Ainsi, une étude française utilisant l'analyse par l'IA des données de santé de 350.000 personnes non porteuses de pathologie cardiaque reconnue, pour examiner les données non cardiologiques liées au risque de mort subite cardiaque, a abouti à retenir 10.000 variables sur 14 années, soit plus de 300 millions de données du Système national des données de santé (SNDS).

"Les premières analyses révèlent une très grande hétérogénéité des situations, mais les variables non cardiovasculaires semblent donner les meilleurs résultats de prédiction des morts subites. Il semble possible d'identifier la population qui a une probabilité à 90% de faire une mort subite dans l'année. Il serait également possible de prédire le risque individualisé de mort subite et d'en faire la prévention. Ces premiers résultats prometteurs, mais non encore publiés, restent à valider", rapporte l'académie.

Par ailleurs, "les données recueillies lors d'examens électrocardiographiques banals ou par les objets portables, dont les 'montres connectées', permettent grâce à l'IA de prédire la survenue ultérieure ou la récidive de troubles du rythme".

L'intelligence artificielle "est aussi omniprésente dans l'analyse de l'électrocardiogramme en rythme sinusal permettant d'en tirer des conclusions dépassant largement son utilisation habituelle".

L'utilisation de ces données ne va pas sans soulever des problèmes éthiques et juridiques qui ne sont pas encore complètement réglés, estime l'académie.

"L'appropriation en rythmologie cardiaque de l'outil nouveau qu'est l'IA suggère aux médecins rythmologues d'approfondir leurs connaissances mathématiques et d'intégrer les propositions des apprentissages automatiques et profonds dans leur démarche diagnostique et thérapeutique", suggère-t-elle.

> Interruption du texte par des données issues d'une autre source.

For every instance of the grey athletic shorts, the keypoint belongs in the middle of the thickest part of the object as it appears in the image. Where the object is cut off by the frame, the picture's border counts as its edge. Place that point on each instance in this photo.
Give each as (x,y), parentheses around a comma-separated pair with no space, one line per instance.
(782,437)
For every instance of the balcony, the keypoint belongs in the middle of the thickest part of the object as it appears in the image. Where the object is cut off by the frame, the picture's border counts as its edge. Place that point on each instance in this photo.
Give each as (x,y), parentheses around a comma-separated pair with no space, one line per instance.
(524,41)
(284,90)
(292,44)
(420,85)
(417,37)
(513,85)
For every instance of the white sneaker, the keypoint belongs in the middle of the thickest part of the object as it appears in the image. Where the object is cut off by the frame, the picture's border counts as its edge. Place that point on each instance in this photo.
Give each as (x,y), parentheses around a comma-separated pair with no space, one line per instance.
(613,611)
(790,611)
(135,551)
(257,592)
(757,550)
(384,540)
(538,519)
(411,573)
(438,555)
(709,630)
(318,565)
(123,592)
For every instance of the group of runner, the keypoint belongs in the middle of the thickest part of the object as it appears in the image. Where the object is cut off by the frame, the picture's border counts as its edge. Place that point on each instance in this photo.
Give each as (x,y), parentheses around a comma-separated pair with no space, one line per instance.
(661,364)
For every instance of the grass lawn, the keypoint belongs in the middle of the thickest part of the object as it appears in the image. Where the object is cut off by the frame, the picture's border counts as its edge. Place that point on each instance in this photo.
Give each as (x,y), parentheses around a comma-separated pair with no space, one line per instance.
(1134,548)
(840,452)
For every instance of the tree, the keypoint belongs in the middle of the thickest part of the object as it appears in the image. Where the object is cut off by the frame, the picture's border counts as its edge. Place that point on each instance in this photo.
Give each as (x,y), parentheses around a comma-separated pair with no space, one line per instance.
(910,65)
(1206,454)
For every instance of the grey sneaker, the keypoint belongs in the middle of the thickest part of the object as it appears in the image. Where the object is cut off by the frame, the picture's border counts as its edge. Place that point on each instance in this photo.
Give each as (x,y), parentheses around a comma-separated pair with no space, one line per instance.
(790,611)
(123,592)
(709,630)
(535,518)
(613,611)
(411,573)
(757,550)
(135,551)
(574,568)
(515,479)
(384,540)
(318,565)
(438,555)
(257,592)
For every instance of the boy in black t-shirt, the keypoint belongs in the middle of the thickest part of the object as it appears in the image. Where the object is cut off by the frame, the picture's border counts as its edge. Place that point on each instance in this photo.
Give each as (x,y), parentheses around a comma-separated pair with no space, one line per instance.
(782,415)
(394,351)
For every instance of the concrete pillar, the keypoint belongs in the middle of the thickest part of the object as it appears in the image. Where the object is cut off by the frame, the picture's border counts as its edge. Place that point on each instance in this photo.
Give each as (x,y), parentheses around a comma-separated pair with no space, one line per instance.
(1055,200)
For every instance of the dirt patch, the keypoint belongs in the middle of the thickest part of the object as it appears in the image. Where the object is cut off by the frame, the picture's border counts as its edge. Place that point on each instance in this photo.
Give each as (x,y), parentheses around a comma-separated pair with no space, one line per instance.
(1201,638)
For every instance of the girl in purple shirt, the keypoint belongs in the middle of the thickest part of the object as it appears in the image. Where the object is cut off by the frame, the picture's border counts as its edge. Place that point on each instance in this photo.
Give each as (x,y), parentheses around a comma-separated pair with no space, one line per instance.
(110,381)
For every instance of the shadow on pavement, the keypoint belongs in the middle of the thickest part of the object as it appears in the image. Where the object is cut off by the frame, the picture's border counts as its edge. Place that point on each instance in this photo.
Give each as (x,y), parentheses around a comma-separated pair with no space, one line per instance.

L'académie fait ainsi trois propositions :

  1. IA et rythmologie : soutenir le développement de banques de données médicales massives françaises permettant leur traitement avec l'IA par des chercheurs académiques et industriels autour de projets contractuels d'intérêt mutuel. Pour les rythmologues, disposer d'une banque nationale d'électrocardiogrammes permettrait de réaliser des études notamment en utilisant l'IA.
  2. Former les médecins rythmologues à la maîtrise de l'IA : afin de les préparer aux applications devenant incontournables de l'IA en cardiologie et leur permettre l'accès aux bases de données numériques, il paraît justifié:
    • d'intensifier la formation initiale et continue en IA appliquée à la santé en proposant un complément de formation aux médecins, mais aussi aux ingénieurs, dans des parcours fortement multidisciplinaires, associant cliniciens et chercheurs
    • de renforcer le niveau mathématique et informatique des médecins rythmologues, idéalement en favorisant le contact et des travaux communs avec un doctorant en mathématiques et informatique
    • de favoriser l'explicabilité des processus de l'IA qui est un élément majeur de l'appropriation par les médecins des résultats de l'IA. La vérification des propositions issues de l'IA, la création de procédures certifiées et le maintien d'une supervision médicale y contribueront.
  3. Solidifier les aspects éthiques et juridiques le l'IA notamment en cardiologie : leur indétermination et fractionnement actuels doivent être réduits afin d'aider au développement de la recherche et des mises sur le marché. Les relations entre les instituts de recherche et l'industrie nécessaires au progrès doivent être éclairées et encouragées.